# Doubling DIY CO2 recipe



## jstehman (Dec 13, 2010)

If you double the recipe with a 2L, it will start out VERY strong, and then peter off about a week later as the yeast shuts down. Now if you were to use a 1 gallon Carlo Rossi wine jug...then yeah go for it. The Chianti jug lasted almost 4 weeks for me. The hardest part is getting the tubing to seal in the metal cap.

That original recipe works for me pretty well. In my 20 gal, I'm running that recipe diffused through a Hagen mini Elite, and the DC is green/light yellow for 2 weeks minimum.

You won't blow up the bottle. Ever drop a 2L soda bottle? Did it explode? You'll gas your fish before the bottle explodes.

I would just follow the recipe, or get yourself the 1 gallon glass jug and double it.


----------



## green_valley (Sep 14, 2011)

jstehman said:


> If you double the recipe with a 2L, it will start out VERY strong, and then peter off about a week later as the yeast shuts down. Now if you were to use a 1 gallon Carlo Rossi wine jug...then yeah go for it. The Chianti jug lasted almost 4 weeks for me. The hardest part is getting the tubing to seal in the metal cap.
> 
> That original recipe works for me pretty well. In my 20 gal, I'm running that recipe diffused through a Hagen mini Elite, and the DC is green/light yellow for 2 weeks minimum.
> 
> ...


Thank you for your response. That's what I meant, if you look at my "double" recipe, the bottle become 4L instead of 2. Thank you again for your suggestion.


----------



## jstehman (Dec 13, 2010)

Glad to share my experiences.


----------



## RoyalFizbin (Mar 7, 2006)

Many years ago, I atempted to mix up a batch in an eight liter detergent bottle. I scaled up the sugar but left the yeast the same as i would use for a standard 2L bottle. It lasted about the same with a higher volume of co2 produced. I can't remember exactly if it lasted slighty longer or shorter but it certainly wasn't worth doing again.


----------



## green_valley (Sep 14, 2011)

RoyalFizbin said:


> Many years ago, I atempted to mix up a batch in an eight liter detergent bottle. I scaled up the sugar but left the yeast the same as i would use for a standard 2L bottle. It lasted about the same with a higher volume of co2 produced. I can't remember exactly if it lasted slighty longer or shorter but it certainly wasn't worth doing again.


That's why I thought by doubling the yeast also might help.


----------



## nalu86 (Oct 19, 2010)

green_valley said:


> That's why I thought by doubling the yeast also might help.


It won't help, the production stops from the moment there is to much alcohol produced and the yeast starts dying.

So no matter how much yeast you throw in, it won't last longer (yeast reproduces super fast)


----------



## green_valley (Sep 14, 2011)

nalu86 said:


> It won't help, the production stops from the moment there is to much alcohol produced and the yeast starts dying.
> 
> So no matter how much yeast you throw in, it won't last longer (yeast reproduces super fast)


hmmmmmmmmmm......so you're saying, regardless how much and how big the recipe is, it will only last for 2 weeks?????


----------



## jkan0228 (Feb 6, 2011)

If you double everything, then you'll just get more co2 but in the same period of time. This is what I think: if you want it to last longer, maybe double the volume of water and more sugar?
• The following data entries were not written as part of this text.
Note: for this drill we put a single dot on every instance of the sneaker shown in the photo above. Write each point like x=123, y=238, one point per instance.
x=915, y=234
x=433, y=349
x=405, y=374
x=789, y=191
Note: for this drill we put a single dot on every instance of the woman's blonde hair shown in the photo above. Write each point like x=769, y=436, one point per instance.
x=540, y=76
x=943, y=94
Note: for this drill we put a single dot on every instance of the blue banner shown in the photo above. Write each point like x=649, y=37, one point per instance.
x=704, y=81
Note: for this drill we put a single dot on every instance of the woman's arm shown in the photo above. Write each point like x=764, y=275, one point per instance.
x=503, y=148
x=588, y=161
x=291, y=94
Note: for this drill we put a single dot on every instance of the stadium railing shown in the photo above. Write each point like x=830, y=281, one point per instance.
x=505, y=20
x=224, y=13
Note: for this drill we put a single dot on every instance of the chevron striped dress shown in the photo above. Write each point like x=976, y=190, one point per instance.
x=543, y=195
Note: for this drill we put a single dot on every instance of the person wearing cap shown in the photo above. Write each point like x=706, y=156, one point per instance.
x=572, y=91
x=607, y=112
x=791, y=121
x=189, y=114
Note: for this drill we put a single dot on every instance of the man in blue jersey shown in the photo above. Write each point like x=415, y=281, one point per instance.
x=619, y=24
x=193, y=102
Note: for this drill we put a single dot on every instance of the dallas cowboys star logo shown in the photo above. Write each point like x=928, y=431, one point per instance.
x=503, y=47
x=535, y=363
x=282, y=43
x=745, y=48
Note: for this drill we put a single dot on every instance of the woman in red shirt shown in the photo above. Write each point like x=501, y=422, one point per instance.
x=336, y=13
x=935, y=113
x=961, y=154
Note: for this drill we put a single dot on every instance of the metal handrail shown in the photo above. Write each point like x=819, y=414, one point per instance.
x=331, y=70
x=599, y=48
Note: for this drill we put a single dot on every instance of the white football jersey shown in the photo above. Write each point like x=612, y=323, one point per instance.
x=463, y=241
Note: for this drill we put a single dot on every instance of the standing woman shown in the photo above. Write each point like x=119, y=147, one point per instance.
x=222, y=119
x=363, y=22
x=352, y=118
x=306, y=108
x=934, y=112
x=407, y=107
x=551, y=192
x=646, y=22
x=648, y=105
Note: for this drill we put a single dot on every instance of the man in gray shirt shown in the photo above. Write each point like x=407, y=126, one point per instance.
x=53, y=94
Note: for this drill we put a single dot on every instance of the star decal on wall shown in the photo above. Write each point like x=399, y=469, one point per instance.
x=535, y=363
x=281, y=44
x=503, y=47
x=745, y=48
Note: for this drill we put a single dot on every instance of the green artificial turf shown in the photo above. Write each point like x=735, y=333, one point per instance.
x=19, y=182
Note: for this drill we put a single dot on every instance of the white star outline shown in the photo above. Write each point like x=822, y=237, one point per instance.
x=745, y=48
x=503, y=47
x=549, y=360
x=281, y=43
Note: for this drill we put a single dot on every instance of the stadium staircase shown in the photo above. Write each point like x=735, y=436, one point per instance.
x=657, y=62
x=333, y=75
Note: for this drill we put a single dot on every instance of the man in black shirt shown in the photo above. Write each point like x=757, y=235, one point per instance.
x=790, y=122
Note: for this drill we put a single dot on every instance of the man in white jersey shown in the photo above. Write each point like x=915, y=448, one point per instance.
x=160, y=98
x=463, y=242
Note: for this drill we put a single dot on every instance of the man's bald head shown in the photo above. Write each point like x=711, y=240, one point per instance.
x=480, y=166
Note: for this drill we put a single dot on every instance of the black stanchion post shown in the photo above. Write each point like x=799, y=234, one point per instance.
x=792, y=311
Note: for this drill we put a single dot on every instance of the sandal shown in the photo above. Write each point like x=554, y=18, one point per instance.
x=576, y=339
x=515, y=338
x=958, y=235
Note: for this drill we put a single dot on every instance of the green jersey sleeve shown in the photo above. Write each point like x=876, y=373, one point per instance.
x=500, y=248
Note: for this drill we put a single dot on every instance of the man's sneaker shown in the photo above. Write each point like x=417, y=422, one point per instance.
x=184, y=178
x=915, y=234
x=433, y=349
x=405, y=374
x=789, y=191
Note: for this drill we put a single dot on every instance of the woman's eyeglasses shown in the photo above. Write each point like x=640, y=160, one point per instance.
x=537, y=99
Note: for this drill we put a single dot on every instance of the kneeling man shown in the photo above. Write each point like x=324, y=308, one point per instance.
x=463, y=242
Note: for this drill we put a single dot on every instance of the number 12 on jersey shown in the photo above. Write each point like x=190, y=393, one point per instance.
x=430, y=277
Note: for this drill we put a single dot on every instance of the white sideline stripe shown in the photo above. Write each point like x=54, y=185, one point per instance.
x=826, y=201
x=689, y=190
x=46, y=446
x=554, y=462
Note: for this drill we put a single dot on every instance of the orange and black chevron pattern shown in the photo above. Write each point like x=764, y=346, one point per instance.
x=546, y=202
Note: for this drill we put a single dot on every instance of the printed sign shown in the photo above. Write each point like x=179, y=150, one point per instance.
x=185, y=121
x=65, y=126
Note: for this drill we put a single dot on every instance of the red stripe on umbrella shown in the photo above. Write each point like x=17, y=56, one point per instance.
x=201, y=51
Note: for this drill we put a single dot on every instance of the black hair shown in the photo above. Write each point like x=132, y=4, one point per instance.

But you don't wanna double your yeast.


----------



## Wasserpest (Jun 12, 2003)

Yep, if you double the recipe/volume, you will get twice the CO2 output, but no extended lifespan.

I have tested the gravity of some DIY setups over time, and was actually surprised to find how little sugar had been turned into alcohol after it pretty much stopped bubbling. Perhaps the missing yeast nutrients are the culprit.

Test this - instead of using the old "2 cups of sugar" try a single cup and see if it makes any difference either way. Some folks use the messy "Jello" method which extends the activity somewhat. Not sure if the mess is worth it, mixing up some sugar and water is very simple.

I had bubbles going for over a month in a colder environment... temperature affects the reaction (fermentation) a lot, with cooler temps = less output = longer duration.

Just some things to ponder...


----------



## Patty LongD (Jun 9, 2013)

Here's my contribution to this fascinating thread: use way less yeast but the same two cups of dissolved sugar. Like 1/4 to 1/2 a teaspoon of yeast. Mine lasts for two months solid. 1 Gallon plastic Crystal Geyser jug, simple $7 diffuser, 15 gallon tank, room temp. Two months and going strong, I just changed it for fun. Literally. Enjoy.


----------



## Texex (Aug 15, 2003)

Years ago at the AGA Convention in Dallas, Tarah Nyberg presented a talk about how to generate CO2 with optimized conditions. She was a graduate student at UT Southwestern Medical School in Dallas getting her PhD in yeast genetics, so I figured she knew what she was talking about. Anyway, here are some of the points that she emphasized in her talk and that were put into practice in my tanks.

1) Yeast do not tolerate ethanol and sugar above 10% total volume. So, if you use 2 cups of sugar (500ml) per 2 liters of water, your sugar concentration is 25%. That's 15% of the sugar wasted, since yeast quit fermenting after the ethanol reaches 10%. So, I used to use 1 cup of sugar/2 liters of water which will be below the ethanol tolerance of the yeast.

2) Yeast need additional nutrients to stay healthy. When the yeast is rehydrated, they have a store of proteins that is used in fermentation of sugar to CO2. Over time, that store is used up and the yeast will need nutrients to supplement their "diet" in order to synthesize the proteins needed to continue fermentation. Tarah recommended adding 1-2 teaspoon of a protein mix (just make sure it has proteins and vitamins and minerals), or if you can find some yeast extract, that's even better.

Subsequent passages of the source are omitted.